By Jeff Floyd Former Truman High School Head Coach
Posted: October 17, 2013 - 1:52 PM



Marketing and Business expert Seth Godin summed it up this way in a recent post on his blog:
 
Plenty of recruiters and those in HR like to talk about engaging in a war for talent, but to be truthful, most of it is about finding good enough people at an acceptable rate of pay. Filling slots.
 
More relevant and urgent, though, is that it's not really a search for talent. It's a search for attitude.
There are a few jobs where straight up skills are all we ask for. Perhaps in the first violinist in a string quartet. But in fact, even there, what actually separates winners from losers isn't talent, it's attitude.
 
And yes, we ought to be having a war for attitude.
 
An organization filled with honest, motivated, connected, eager, learning, experimenting, ethical and driven people will always defeat the one that merely has talent. Every time.
 
The best news is that attitude is a choice, and it's available to all.

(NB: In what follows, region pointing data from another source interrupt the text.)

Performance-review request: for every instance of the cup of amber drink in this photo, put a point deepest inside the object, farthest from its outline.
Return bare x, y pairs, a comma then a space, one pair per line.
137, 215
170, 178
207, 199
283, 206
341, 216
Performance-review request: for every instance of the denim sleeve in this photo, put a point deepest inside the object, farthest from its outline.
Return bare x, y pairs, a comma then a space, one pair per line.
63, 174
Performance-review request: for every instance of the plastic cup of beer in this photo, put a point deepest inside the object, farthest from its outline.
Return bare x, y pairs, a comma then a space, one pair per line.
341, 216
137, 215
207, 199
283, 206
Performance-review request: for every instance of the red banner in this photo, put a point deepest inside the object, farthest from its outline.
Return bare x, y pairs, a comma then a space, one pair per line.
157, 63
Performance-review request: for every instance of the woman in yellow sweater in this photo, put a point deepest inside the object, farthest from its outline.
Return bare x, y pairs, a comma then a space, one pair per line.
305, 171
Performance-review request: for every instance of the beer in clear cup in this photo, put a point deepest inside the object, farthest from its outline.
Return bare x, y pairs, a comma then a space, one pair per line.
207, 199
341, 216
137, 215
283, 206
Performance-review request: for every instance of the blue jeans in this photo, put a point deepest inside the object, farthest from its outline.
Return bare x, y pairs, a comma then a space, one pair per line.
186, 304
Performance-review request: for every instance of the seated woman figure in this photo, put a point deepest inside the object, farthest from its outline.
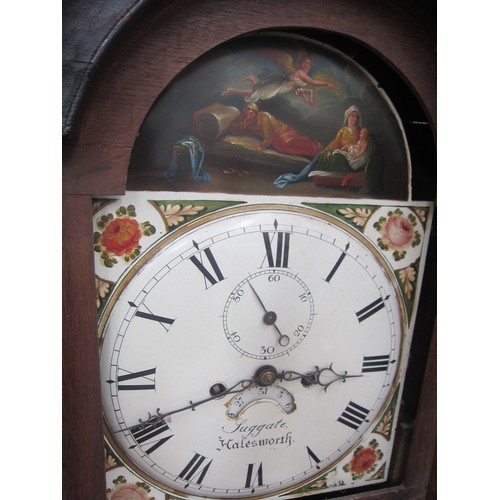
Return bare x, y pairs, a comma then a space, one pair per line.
347, 153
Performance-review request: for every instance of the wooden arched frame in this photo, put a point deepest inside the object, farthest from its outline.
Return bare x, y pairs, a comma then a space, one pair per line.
155, 48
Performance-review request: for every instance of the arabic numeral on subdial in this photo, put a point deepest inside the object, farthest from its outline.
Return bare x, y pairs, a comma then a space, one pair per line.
268, 313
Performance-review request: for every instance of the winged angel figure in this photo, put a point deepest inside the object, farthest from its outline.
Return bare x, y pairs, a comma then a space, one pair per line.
267, 86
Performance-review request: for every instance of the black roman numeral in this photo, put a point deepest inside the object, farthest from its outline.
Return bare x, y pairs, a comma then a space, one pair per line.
136, 377
194, 469
353, 416
149, 431
313, 457
204, 270
337, 264
279, 256
252, 478
375, 363
164, 321
371, 309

You can probably win the war for attitude with the people you've already got. And if you're looking for a gig, you'll discover that honing and sharing your attitude goes a lot farther than practicing the violin all day.”

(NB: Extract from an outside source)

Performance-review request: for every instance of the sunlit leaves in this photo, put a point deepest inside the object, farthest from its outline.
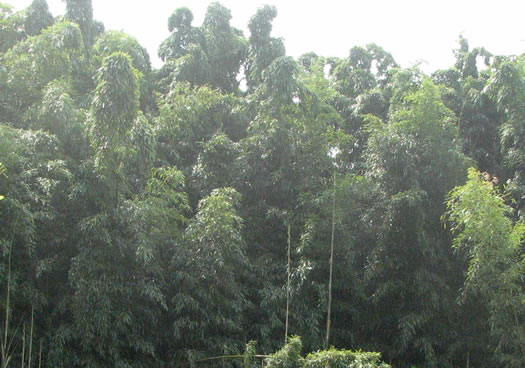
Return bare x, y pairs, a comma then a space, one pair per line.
493, 244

The Boise State football program, led by Coach Petersen, has accumulated an 84-8 record, 6 top 25 finishes, and 2 BCS bowl wins in the past 7 seasons… all this on a budget a fraction of their BFS counterparts and an average recruiting class “rank” of 69 out of 120 FBS institutions.   How?
 
In his article for Forbes magazine, Jason Belzer explores the Boise State “culture”
 
As with any organization, its culture only goes as far as the individuals who make up its sum total are willing to carry it. To that end, the program’s entire recruiting philosophy is based around finding what Petersen calls, “OKGs (Our Kinda Guys).”  In fact, Boise State might be the only sports program where the first criteria in recruiting new talent is not how well they play the actual game, but whether they align with the program’s core values. According to Petersen, instead of focusing on raw football talent, the emphasis is on intangibles.
 
If you fall in love with talent, you’re making a big mistake. You have to fall in love with the person first and foremost because you can only change someone so much. We have to be mindful of falling into the trap of looking for great [football] talent and instead go recruit an OKG and make him a football player.”

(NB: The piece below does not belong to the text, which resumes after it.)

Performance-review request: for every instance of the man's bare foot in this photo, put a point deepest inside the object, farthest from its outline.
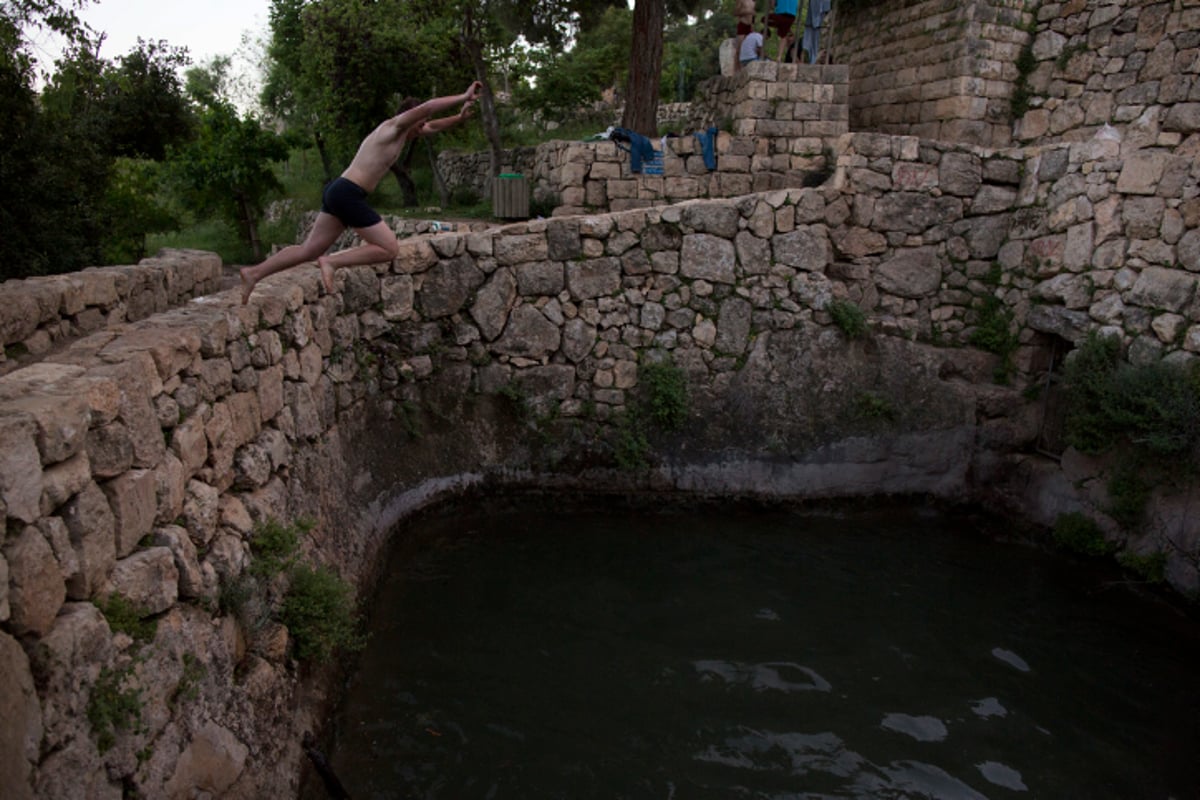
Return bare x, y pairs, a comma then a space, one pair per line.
247, 286
327, 274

In a different article this week, Texas A & M head coach, Kevin Sumlin shares this regarding the talent vs attitude debate:
 
Many people think that winning the game of football is simply a matter of having the eleven most talented players on the field, but that’s rarely the case. We know that it’s as much about a player’s intangibles as it is what you can see from direct observation. We look for guys that are always at the ball, even when it’s not expected of them. When it comes to evaluating others, most leaders fail to realize that it takes absolutely no talent to give effort; effort is the great equalizer.”

As coaches we all work hard and devote much of our time developing the physical talent on our squads. How much time are you investing developing the culture of your team… the attitude of your team…. the intangibles of your team? Are you conducting a War for Attitude to win with the talent you do have?